16. Rumah (?)

28 3 0
                                    

LARASATI

"But I don't want to, Pa. Papa bisa tinggal nambahin satpam yang ada di rumah aja, kan? It's enough. Aku gak perlu sampe diungsikan ke tempat lain kayak gini."

"It's not, Laras. Kamu gak diungsikan. Rumah itu juga rumah kamu, keluarga kamu. We've talked about this a lot, ya, Laras. Don't make me talk twice."

"Where's Mama? I want to talk with her."

"Laras... Dituruti saja, ya, apa kata Papa. Ini demi kebaikan kamu juga kok. Sementara, gak akan lama. Seenggaknya sampe kami balik ke Indonesia."

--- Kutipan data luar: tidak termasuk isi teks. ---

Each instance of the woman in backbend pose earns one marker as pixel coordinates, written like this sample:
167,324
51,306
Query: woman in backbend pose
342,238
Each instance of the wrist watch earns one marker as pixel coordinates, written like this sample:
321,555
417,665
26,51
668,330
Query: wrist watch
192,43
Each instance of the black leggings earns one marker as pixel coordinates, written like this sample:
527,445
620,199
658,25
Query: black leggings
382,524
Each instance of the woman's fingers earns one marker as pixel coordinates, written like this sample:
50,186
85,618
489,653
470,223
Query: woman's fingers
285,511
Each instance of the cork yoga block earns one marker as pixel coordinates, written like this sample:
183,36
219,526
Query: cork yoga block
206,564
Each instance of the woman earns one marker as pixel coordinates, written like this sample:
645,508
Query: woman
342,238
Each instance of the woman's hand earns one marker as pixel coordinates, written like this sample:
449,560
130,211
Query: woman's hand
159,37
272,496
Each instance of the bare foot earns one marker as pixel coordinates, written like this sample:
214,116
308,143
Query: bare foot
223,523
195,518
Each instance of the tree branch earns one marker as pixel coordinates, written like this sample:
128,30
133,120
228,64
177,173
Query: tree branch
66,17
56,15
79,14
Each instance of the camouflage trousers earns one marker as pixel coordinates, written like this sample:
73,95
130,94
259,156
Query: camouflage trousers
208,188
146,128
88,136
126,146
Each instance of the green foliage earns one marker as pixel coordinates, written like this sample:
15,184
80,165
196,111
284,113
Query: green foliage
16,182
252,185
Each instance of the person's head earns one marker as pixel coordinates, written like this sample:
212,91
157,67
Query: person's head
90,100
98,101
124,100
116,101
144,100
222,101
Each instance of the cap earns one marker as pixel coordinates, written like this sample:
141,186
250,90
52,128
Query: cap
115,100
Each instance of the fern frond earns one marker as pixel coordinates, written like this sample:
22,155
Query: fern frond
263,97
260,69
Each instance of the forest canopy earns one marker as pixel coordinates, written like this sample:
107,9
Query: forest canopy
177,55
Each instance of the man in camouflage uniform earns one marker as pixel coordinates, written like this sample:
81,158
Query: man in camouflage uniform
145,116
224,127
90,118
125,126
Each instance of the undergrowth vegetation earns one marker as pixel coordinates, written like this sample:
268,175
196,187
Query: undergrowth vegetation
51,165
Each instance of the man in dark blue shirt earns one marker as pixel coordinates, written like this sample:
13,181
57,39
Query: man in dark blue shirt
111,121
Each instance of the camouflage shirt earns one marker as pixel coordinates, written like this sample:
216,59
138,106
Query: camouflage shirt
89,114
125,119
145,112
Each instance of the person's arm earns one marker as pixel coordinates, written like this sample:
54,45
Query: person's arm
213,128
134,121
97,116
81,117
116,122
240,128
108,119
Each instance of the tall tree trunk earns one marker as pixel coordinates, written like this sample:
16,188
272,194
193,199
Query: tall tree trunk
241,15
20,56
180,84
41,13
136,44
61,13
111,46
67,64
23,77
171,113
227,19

"After what I went through, gak bisa bikin kalian balik, ya? Did you ask me what do I feel now and what did I feel then?"

"Don't start again, Laras."

"Hhhh, okay. I'm enough. See you later, Ma, Pa."

Sambungan telpon kuputus. Arjuna dan Dewa yang keluar ruangan tepat ketika aku hendak menelpon itupun juga belum kembali.

Maaf, tapi aku masih belum bisa memanggilnya dengan embel-embel 'kakak'. Mereka dan segala yang berkaitan masih tetap asing bagiku, dan aku tidak berpikir untuk membiasakan ini semua. Aku, si manusia pembenci perubahan merasa ini adalah sesuatu yang mustahil bisa kulewati dengan baik. Maka kabur adalah pilihan yang selalu terlintas di kepalaku.

Keadaanku rasanya sudah jauh lebih baik. Walau tidak dapat kupungkiri bayang-bayang kejadian malam itu sedikit membuatku takut. Aku pun masih punya banyak pertanyaan bagaimana Arjuna bisa datang dan menyelamatkanku semalam.

Berumur panjanglah. Barus aja kupikirkan, laki-laki yang kumaksud kembali masuk ke dalam ruangan. Kali ini sendirian, tidak tahu kemana perginya adiknya itu. Aku yang saat ini sudah berdiri dan hendak menuju kamar mandi langsung dihampirinya.

"Mau kemana?"

"Kamar mandi. Gapapa, aku bisa sendiri." Ucapku menolak gerakannya yang hendak membantuku itu.

Kakinya mundur selangkah, dan membiarkanku masuk ke dalam kamar mandi dengan tiang infus yang tetap kuseret. Dapat kurasakan tatapan matanya masih tetap terus memperhatikanku, bahkan setelah aku keluar dari kamar mandi.

"I'm okay. You don't have to looking at me with that gaze." Ujarku saat ia masih saja memperhatikanku. Ia kemudian duduk di sofa, sedang aku memilih untuk berbaring sambil menatap keluar.

"Istirahat. Muka pucat kamu gak bisa bohongin saya."

Aku menatapnya sebal. Apa memang kepribadian aslinya semenyebalkan ini?

"Saya udah minta ART di rumah kamu buat beresin barang-barang kamu di rumah." Ucapnya, yang malah membuatku berpikir, dia ini sedang mencari topik pembicaraan kah?

"Kapan aku bisa pulang?"

"Kalo keadaan kamu baik-baik aja, seharusnya hari ini juga udah bisa pulang."

Aku tak menjawab apapun. Memilih untuk memejamkan mata sambil duduk bersandar di atas ranjang. Tak lama kemudian, seorang perawat datang membawa makanan untukku. Aku tak pernah berselera dengan makanan hambar nan aneh ini. Namun belum sempat untuk menolak, laki-laki bernawa Dewa itu kembali dengan membawa dua gelas minuman yang kalau bisa kutebak, itu adalah kopi. Ia kemudian membantu membuka makanan yang baru saja diantar untukku itu.

"Gak dimakan?" Tanyanya kemdian. Aku yang sebenarnya sangat enggan memakan makanan ini pun pada akhirnya tetap memakannya beberapa suap. Karena tidak mungkin bagiku merengek di depan mereka.

---

Sorenya, akhirnya aku diperbolehkan untuk pulang. Walaupun bukan pulang ke rumahku sendiri. Kini, dengan berjarak satu langkah di belakang, aku berjalan mengikuti Dewa yang sebelah tangannya membawa beberapa barangku. Arjuna lebih dulu pergi ke kantornya siang tadi karena ada masalah urgent katanya. Oleh karena itu aku berakhir berdua dengannya.